Rudi mengibaskan tangan dan langsung pergi.

Sebelum Intan bisa berbicara, Mutiara sudah meneteskan air mata tanpa henti.

Intan menghampirinya, lalu bertanya, "Kamu kenapa lagi?"

"Aku merasa sedih untuk Nona. Nona tidak sedih?" tanya Mutiara dengan suara bindeng.

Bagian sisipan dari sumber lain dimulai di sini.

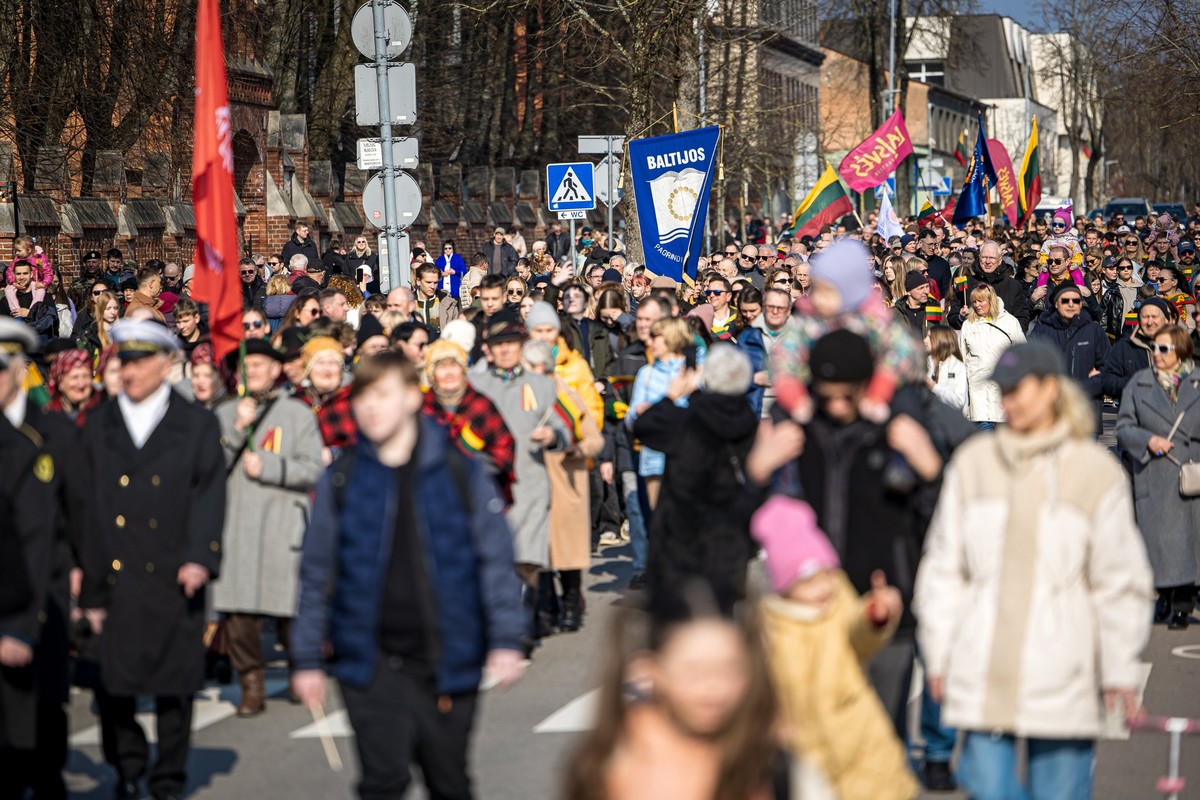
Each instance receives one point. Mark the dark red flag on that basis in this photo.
(216, 281)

Intan tersenyum saat menjawab, "Sedih, tapi apa gunanya? Lebih baik pikirkan bagaimana cara memperbaiki kehidupan kita untuk ke depannya. Keturunan Keluarga Belima bukan orang lemah!"

Mutiara menyeka air matanya dengan saputangan dan mengerenyotkan bibirnya. "Kenapa semuanya menindas Nona? Nona sudah sangat baik pada orang-orang di Kediaman Jenderal."

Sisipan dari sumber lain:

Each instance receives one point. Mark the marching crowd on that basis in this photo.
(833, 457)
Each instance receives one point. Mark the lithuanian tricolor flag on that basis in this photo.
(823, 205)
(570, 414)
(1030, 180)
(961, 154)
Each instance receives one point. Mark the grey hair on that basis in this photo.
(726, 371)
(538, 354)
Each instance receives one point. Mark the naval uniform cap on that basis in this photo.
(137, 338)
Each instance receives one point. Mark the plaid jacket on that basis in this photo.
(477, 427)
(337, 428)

"Karena aku sudah tidak penting lagi di mata mereka," jawab Intan sambil tersenyum. Sebenarnya, dia sama sekali tidak penting, tetapi harta bawaannya yang penting.

Mutiara makin menangis karena Nona Intan adalah yang terpenting di dalam hatinya.

"Sudah, jangan menangis, lanjutkan saja kesibukanmu. Hidup ini tetap harus kita jalani." Intan mengelus pipi Mutiara. "Pergi sana!"

"Nona!" Mutiara berusaha menyeka air matanya. "Orang-orang yang dibawa saat Nona menikah ke sini juga akan Nona bawa pergi semua?"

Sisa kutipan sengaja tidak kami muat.